The men repeated the process until the remaining animals joined the others in an adjacent yard. Several bales of hay placated the miserable mob who seemed to have forgiven the men for removing their manliness, but Blair was clearly not so easily pacified. He was standing over Nina, shooting daggers at her, the bright blue eyes from earlier in the day now a steely grey.
‘So, Nina, you wanna tell me what you had in mind when you fronted up today?’
Nina didn’t utter a word, or attempt to walk away. How could she when a kilo of cow poo had turned her heeled boots into wedged soles, and her khaki T-shirt and blue jeans were a mess of cow cud that had turned the dust into a sticky mud? She’d gagged when the testicles had hit the ground and now the man with the good looks and bad attitude expected an explanation.

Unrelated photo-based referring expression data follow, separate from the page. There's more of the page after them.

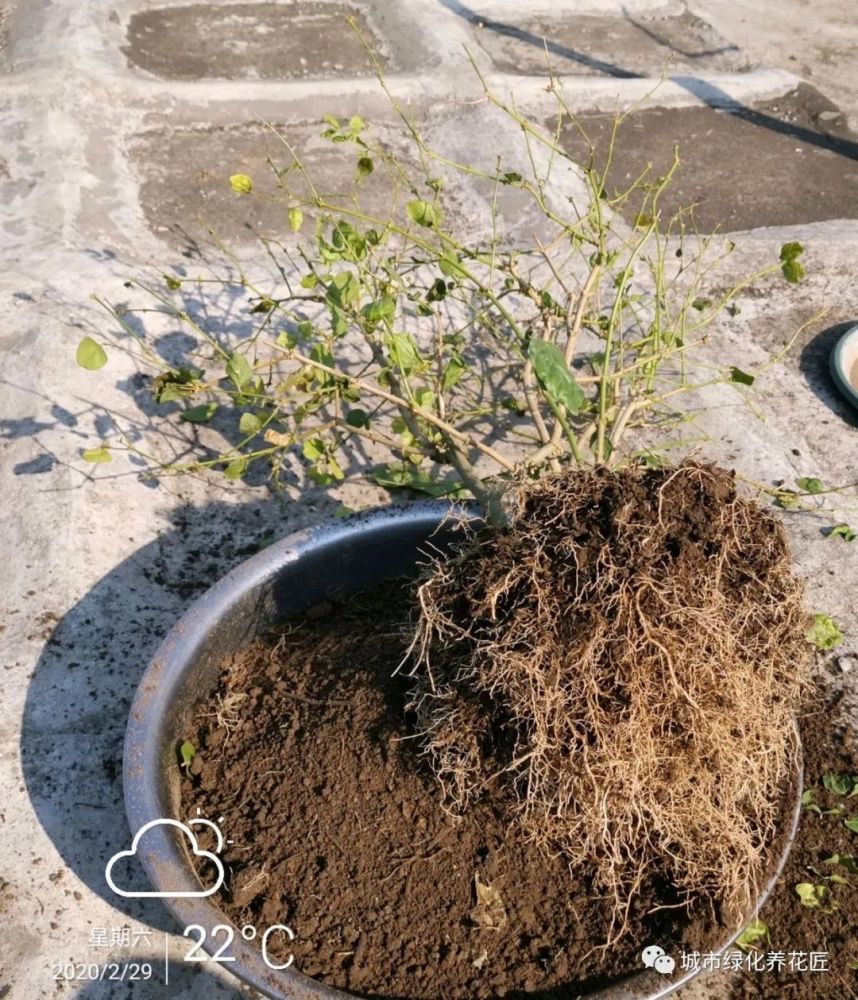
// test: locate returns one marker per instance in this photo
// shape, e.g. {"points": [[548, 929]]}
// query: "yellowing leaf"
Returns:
{"points": [[90, 354], [241, 183], [424, 213], [277, 439], [554, 375], [489, 913]]}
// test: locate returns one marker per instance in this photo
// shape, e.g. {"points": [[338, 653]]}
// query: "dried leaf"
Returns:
{"points": [[489, 913]]}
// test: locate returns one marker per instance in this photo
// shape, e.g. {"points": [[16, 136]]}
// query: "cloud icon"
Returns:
{"points": [[650, 954], [195, 849]]}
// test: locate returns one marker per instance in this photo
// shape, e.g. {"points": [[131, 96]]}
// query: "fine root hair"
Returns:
{"points": [[626, 658]]}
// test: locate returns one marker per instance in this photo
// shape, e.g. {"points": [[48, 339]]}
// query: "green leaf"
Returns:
{"points": [[97, 456], [403, 477], [174, 386], [808, 803], [792, 270], [239, 370], [236, 469], [90, 355], [249, 423], [424, 213], [314, 449], [241, 183], [357, 418], [824, 633], [843, 531], [453, 373], [555, 376], [840, 784], [737, 375], [810, 484], [847, 861], [187, 751], [382, 309], [756, 931], [811, 895], [403, 351], [786, 499], [200, 414]]}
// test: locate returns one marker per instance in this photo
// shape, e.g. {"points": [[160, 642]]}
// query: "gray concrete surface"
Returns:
{"points": [[109, 142]]}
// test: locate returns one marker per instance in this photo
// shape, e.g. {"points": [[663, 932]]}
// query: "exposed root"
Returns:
{"points": [[628, 658]]}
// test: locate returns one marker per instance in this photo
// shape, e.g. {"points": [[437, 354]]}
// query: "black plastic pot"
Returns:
{"points": [[289, 576]]}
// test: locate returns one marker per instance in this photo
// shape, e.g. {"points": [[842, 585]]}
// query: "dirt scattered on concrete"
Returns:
{"points": [[783, 162], [590, 45], [262, 41], [185, 180]]}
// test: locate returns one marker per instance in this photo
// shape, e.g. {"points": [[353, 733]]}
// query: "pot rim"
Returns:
{"points": [[839, 367], [166, 865]]}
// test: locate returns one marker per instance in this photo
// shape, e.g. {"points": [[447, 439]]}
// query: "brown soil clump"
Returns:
{"points": [[625, 661], [337, 831]]}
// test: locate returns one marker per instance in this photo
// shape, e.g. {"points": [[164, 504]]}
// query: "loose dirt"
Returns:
{"points": [[338, 830]]}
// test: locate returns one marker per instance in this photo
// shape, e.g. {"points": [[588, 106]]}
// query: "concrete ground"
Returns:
{"points": [[119, 124]]}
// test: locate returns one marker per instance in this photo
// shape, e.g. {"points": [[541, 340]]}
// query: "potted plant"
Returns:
{"points": [[589, 723]]}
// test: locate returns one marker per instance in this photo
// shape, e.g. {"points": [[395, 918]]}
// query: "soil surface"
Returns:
{"points": [[799, 162], [594, 45], [338, 831]]}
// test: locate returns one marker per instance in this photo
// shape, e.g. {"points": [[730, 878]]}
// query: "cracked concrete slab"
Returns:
{"points": [[308, 39], [789, 160]]}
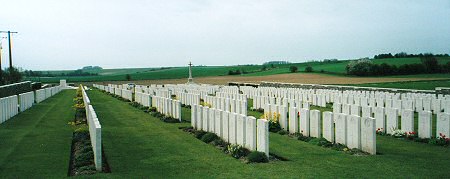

He perched on an adjacent bale, tugging off his boots and ranting under his breath about insurance premiums. She could feel his gaze, even though her attention was on his naked feet poking out from the bottom of dusty denim, toes wiggling, probably enjoying the same afternoon breeze that was keeping Nina cool. They were big feet, broad, and very pale, his skin imprinted with a sock pattern. She supposed they were attractive feet, to go with the rather attractive man. If only he’d lose the attitude.